One of the prices the people of the mainland have had to pay for its growing prosperity is the loss of basic entitlements for many. The mainland depends on the mobility and flexibility of its labour force to maintain the pace of its industrial growth. But under the hukou system of household registration, access to education, health services and care for children and the elderly is generally not transferable to another place of residence. Workers who move away from home to take jobs therefore sacrifice these entitlements, and often those of their families. The social inequity is indefensible as well as economically illogical.

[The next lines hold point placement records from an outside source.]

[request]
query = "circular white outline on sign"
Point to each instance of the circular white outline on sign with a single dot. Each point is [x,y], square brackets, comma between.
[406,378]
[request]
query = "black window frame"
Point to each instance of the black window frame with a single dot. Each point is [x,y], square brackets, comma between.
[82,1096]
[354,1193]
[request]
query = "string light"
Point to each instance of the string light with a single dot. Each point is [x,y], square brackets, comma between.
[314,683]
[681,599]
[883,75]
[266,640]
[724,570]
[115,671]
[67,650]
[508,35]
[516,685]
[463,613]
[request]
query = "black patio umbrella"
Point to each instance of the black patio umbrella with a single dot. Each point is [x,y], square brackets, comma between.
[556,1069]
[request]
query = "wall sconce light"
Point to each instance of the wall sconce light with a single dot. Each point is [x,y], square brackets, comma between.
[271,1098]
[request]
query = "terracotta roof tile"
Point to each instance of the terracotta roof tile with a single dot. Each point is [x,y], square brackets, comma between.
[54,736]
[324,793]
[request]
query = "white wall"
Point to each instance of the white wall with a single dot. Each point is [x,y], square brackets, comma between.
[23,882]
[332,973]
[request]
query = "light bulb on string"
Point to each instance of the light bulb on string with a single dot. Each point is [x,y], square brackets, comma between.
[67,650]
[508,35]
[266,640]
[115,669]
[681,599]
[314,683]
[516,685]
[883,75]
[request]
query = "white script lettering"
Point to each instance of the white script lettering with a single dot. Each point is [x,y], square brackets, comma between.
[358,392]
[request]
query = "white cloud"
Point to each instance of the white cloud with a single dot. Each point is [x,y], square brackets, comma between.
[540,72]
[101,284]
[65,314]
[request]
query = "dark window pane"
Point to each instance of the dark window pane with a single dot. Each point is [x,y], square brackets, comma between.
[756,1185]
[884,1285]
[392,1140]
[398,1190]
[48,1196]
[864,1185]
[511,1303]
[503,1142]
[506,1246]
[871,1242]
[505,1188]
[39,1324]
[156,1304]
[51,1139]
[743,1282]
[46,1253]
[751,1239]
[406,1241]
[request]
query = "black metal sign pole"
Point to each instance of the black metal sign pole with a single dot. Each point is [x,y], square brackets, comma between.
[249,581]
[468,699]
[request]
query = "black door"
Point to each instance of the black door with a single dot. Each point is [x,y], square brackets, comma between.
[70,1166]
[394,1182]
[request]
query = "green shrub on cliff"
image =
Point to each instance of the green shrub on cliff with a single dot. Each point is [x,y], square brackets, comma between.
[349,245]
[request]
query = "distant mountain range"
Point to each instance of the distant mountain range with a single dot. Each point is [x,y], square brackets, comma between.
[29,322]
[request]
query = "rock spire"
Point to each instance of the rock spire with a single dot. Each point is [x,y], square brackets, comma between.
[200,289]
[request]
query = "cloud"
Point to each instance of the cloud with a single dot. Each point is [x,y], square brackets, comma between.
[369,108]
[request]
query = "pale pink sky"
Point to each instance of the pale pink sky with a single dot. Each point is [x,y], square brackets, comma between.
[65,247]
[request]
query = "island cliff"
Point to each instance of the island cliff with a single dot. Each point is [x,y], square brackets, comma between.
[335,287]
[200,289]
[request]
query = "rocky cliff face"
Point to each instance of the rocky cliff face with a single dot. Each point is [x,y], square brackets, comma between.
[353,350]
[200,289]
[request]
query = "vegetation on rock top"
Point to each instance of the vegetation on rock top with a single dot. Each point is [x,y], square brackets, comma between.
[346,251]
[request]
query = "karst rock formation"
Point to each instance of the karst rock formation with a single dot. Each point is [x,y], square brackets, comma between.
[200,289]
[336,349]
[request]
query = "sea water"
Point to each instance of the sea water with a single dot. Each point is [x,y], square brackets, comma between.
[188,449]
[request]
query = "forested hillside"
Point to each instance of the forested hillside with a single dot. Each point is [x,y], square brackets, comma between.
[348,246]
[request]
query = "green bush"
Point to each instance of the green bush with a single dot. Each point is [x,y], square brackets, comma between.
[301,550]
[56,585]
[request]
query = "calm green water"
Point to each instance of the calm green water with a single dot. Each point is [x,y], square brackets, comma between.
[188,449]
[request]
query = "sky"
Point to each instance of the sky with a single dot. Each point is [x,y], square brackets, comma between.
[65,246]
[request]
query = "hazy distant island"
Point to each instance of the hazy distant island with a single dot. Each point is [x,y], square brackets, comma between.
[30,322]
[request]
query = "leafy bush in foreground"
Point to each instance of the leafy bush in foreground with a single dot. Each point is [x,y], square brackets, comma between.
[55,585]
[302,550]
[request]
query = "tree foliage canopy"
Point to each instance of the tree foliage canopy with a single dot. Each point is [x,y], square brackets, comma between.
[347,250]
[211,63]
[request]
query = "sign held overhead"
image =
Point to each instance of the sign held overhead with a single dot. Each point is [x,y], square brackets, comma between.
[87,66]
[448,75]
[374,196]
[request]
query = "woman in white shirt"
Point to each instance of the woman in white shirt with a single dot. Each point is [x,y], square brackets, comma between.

The hukou system has served China well as an instrument of social policy. But it has become outdated as a result of the migration of more than 200 million people from rural areas to factories and construction sites on the coast. Despite acknowledgement of this by officials, the system remains in need of radical reform. Meanwhile, many cities have taken matters into their own hands for the sake of their economic development. Shanghai, for example, is looking into mechanisms for separating entitlements from the hukou system so as to increase access to social services for the city's six million residents without permanent status - a third of its population.

Priority is being given to the highest earners and investors among migrants. The city, understandably, is looking after its own interests in the competition for talent with other mainland commercial centres and, for that matter, with Hong Kong. This is a step forward, but it will exacerbate the sense of social injustice felt by those who need the benefits most and yet find themselves excluded.

The hukou is discriminatory and a violation of human rights. Instantly dismantling it would have serious consequences, though, so it must be reformed gradually. If social inequity is not considered a good enough reason to get on with this task, the importance of education to the mainland's development might be. China can ill afford to have millions of migrant children at an educational disadvantage.